The previous section already explained how decentralized plans are created and how they are based on the needs of the people as well as short-term forecast data. There is no central authority defining the needs of the people but the needs are defined bottom-up thus enabling diverse ways of living and diverse ways of handling care work. While some communities might decide to treat care work like any other work and plan the required hours, other communities might decide to split the responsibilities of caring within extended chosen families and not count them as work as they consider this more respectful towards those who are cared for.
Due to planetary ecological boundaries, the effects of the climate catastrophe, and the planetary infrastructure systems, some planning needs to be done at the planetary level. As described before, this should as limited as possible. I will further illustrate how a planetary plan is created and how it impacts regional or local plans, using the example of the planning of greenhouse gas emissions. A planetary coordination committee composed of people from various regions, climate scientists, ecologists, farmers, and other interested and affected people present their suggestions in the information tool. They discuss and decide on the amount of allowed emissions and required emission sinks for the next five years. (The longer planning period is due to the fact that industries need to base their plans on this.)
By default, the amount distributed to the regions is proportionate to the number of people living there. The regions may argue and decide on a different distribution method. E.g. areas of the global south might need more allowed emissions to meet the needs of the people, due to the previous exploitation of these regions during capitalism, colonialism, and climate crisis. Then, each region knows their amount of allowed emissions and required sinks and can either further distribute the amounts to more local communities or decide on measures how to implement the limitation, e.g. by running optimization tools on various scenarios. This will again be done in coordination committees involving all those affected by the decisions.

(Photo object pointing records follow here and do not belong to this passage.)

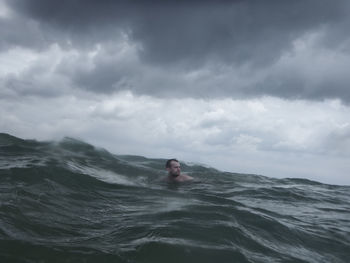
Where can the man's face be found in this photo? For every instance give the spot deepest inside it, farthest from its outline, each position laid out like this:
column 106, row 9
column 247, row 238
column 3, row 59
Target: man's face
column 174, row 169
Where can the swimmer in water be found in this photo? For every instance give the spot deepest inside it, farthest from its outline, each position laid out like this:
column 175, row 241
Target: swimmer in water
column 174, row 172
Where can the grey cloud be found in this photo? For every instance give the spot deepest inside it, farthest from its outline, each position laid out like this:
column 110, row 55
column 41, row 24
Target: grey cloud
column 185, row 36
column 191, row 31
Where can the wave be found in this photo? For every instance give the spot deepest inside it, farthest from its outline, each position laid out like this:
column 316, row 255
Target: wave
column 69, row 201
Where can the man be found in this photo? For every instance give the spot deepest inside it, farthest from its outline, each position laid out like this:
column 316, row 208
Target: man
column 174, row 172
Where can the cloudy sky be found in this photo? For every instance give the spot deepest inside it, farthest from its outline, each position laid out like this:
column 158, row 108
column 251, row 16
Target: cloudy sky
column 257, row 87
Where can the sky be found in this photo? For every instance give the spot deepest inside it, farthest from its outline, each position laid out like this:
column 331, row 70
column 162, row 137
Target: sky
column 258, row 87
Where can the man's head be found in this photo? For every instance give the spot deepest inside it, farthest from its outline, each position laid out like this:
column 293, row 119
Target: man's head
column 173, row 167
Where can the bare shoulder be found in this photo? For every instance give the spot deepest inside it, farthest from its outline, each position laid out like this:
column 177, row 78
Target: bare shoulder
column 185, row 177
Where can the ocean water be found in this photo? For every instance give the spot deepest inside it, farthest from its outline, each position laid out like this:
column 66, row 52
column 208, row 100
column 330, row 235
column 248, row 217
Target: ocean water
column 69, row 201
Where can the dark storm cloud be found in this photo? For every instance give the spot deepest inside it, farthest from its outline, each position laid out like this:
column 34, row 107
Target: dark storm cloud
column 187, row 35
column 172, row 31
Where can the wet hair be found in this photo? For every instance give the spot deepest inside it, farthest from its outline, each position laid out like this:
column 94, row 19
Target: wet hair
column 168, row 163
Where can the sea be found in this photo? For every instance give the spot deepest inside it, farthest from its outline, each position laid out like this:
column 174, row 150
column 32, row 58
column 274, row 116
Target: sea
column 69, row 201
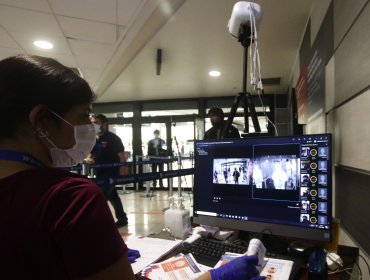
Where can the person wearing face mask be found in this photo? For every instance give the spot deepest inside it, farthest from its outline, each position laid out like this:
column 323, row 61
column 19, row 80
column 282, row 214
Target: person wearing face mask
column 54, row 224
column 156, row 149
column 216, row 116
column 108, row 149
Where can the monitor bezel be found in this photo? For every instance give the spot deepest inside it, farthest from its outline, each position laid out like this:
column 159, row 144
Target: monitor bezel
column 278, row 229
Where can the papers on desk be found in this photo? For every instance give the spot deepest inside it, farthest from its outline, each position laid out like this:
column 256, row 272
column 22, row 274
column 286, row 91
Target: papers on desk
column 151, row 250
column 274, row 269
column 181, row 267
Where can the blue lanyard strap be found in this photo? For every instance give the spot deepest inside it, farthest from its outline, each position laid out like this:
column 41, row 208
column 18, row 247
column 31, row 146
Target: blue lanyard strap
column 20, row 157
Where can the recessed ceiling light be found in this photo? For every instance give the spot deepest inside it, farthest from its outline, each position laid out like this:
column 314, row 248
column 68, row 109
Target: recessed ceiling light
column 43, row 45
column 214, row 73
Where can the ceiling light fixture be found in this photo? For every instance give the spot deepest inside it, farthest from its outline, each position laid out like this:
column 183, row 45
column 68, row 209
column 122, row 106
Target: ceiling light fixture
column 43, row 45
column 214, row 73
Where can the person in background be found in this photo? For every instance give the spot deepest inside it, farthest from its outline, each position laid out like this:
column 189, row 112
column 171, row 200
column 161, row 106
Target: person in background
column 156, row 149
column 217, row 116
column 109, row 149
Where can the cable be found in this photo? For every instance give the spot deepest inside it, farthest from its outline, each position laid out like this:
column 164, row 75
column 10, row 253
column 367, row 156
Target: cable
column 368, row 268
column 255, row 64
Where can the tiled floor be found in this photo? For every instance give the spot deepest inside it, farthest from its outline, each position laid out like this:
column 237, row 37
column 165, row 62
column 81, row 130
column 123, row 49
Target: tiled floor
column 146, row 213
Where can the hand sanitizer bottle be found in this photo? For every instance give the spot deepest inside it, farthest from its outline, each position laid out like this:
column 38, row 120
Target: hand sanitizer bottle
column 170, row 214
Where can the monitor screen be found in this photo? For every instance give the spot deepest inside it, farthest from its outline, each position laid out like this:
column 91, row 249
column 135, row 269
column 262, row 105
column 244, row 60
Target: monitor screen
column 281, row 185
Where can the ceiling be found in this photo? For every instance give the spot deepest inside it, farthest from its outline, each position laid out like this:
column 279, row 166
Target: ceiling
column 114, row 43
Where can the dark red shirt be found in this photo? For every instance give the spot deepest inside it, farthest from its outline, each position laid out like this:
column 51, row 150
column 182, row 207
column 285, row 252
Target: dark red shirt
column 55, row 225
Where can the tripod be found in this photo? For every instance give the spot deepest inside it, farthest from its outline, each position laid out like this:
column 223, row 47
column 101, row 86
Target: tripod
column 244, row 38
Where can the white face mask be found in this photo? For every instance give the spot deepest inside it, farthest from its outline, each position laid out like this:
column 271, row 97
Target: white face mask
column 85, row 138
column 97, row 128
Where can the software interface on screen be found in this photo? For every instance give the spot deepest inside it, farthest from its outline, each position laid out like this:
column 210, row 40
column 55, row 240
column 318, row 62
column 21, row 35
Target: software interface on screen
column 275, row 180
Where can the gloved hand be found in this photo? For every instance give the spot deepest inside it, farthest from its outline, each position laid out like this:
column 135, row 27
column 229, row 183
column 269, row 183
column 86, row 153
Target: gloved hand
column 241, row 268
column 133, row 255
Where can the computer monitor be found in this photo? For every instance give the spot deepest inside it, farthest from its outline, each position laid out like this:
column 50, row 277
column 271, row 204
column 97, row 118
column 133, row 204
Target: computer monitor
column 280, row 185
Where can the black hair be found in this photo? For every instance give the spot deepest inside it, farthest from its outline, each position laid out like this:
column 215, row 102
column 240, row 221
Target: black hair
column 216, row 111
column 100, row 117
column 29, row 80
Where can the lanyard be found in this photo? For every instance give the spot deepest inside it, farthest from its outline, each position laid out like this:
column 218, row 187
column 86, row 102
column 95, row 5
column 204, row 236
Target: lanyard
column 20, row 157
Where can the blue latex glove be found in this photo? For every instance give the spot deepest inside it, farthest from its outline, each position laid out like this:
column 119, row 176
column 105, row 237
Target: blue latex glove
column 133, row 255
column 241, row 268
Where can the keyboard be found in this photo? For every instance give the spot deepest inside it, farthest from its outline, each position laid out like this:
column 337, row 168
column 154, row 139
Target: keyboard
column 208, row 251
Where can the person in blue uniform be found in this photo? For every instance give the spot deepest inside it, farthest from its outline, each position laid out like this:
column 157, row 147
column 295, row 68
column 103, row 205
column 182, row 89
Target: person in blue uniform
column 217, row 116
column 109, row 149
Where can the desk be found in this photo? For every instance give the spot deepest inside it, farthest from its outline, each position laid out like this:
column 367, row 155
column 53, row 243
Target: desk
column 349, row 257
column 348, row 254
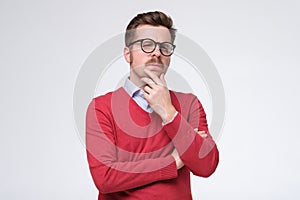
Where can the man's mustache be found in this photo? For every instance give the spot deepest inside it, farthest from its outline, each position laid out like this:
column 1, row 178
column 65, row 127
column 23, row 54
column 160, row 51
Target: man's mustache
column 154, row 60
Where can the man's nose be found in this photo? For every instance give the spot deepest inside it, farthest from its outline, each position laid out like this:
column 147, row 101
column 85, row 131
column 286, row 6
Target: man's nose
column 156, row 51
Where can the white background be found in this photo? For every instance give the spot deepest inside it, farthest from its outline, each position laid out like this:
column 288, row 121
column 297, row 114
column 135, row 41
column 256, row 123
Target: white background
column 254, row 45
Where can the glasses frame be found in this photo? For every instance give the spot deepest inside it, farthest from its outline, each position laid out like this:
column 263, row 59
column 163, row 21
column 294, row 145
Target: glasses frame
column 156, row 43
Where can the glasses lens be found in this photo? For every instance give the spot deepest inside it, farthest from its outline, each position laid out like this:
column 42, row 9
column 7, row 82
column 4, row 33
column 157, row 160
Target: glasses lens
column 148, row 45
column 166, row 48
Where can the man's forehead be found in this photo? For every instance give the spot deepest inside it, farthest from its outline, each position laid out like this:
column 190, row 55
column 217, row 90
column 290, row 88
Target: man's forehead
column 158, row 33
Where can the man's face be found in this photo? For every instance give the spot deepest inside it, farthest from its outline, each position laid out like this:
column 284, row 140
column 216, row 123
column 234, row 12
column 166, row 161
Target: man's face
column 139, row 60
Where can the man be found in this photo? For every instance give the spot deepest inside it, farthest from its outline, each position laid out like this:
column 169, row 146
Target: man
column 142, row 139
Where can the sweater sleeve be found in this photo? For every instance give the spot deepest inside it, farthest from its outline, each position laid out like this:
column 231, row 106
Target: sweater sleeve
column 199, row 154
column 110, row 174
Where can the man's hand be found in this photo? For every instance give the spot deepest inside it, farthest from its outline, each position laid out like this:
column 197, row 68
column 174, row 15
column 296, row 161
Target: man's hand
column 158, row 96
column 179, row 163
column 201, row 133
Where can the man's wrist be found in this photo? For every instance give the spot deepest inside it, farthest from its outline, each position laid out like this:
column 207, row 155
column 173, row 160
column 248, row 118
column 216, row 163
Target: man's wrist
column 170, row 115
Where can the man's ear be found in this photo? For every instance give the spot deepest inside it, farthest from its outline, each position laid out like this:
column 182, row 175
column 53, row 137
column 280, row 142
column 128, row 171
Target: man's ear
column 126, row 53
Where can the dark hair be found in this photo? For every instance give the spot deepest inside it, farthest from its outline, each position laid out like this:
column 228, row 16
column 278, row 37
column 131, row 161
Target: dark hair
column 155, row 18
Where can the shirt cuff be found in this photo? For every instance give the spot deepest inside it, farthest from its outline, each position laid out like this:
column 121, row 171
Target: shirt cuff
column 165, row 123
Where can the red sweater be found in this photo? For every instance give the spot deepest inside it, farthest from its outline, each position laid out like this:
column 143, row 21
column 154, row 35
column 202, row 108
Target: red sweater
column 129, row 151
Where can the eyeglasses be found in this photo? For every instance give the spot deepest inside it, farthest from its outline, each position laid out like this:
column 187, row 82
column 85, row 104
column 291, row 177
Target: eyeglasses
column 148, row 46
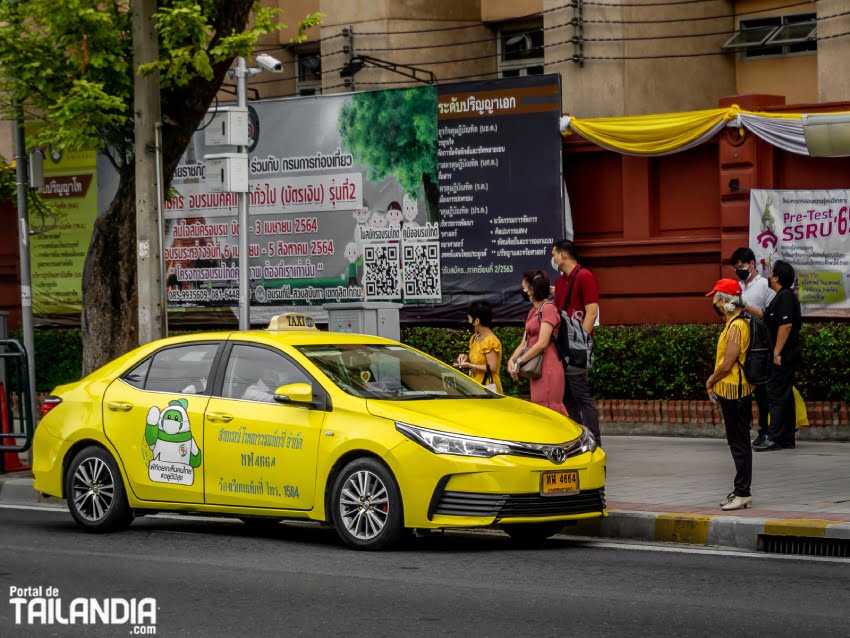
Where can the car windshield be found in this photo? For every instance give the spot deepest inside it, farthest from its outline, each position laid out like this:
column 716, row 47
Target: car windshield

As there is no property, resources, products, and services are not distributed based on the decision of those who did the work but based on the plan everyone agreed upon. They are not distributed based on in-group friendships but based on need. Plans are not static: Changing needs can dynamically be communicated via the information tool and distribution and production can dynamically adapt.
The ideas of decentrality and diversity of ways of living and economic systems have a long tradition in anarchist thinking (e.g. synthetic anarchism, the international federation of anarchists, or bolo'bolo). As an anarchist and also as a white person, I should not try to present a system which the pretension of being the right system for everyone. Some people might prefer to be ruled or to live in competitive economies.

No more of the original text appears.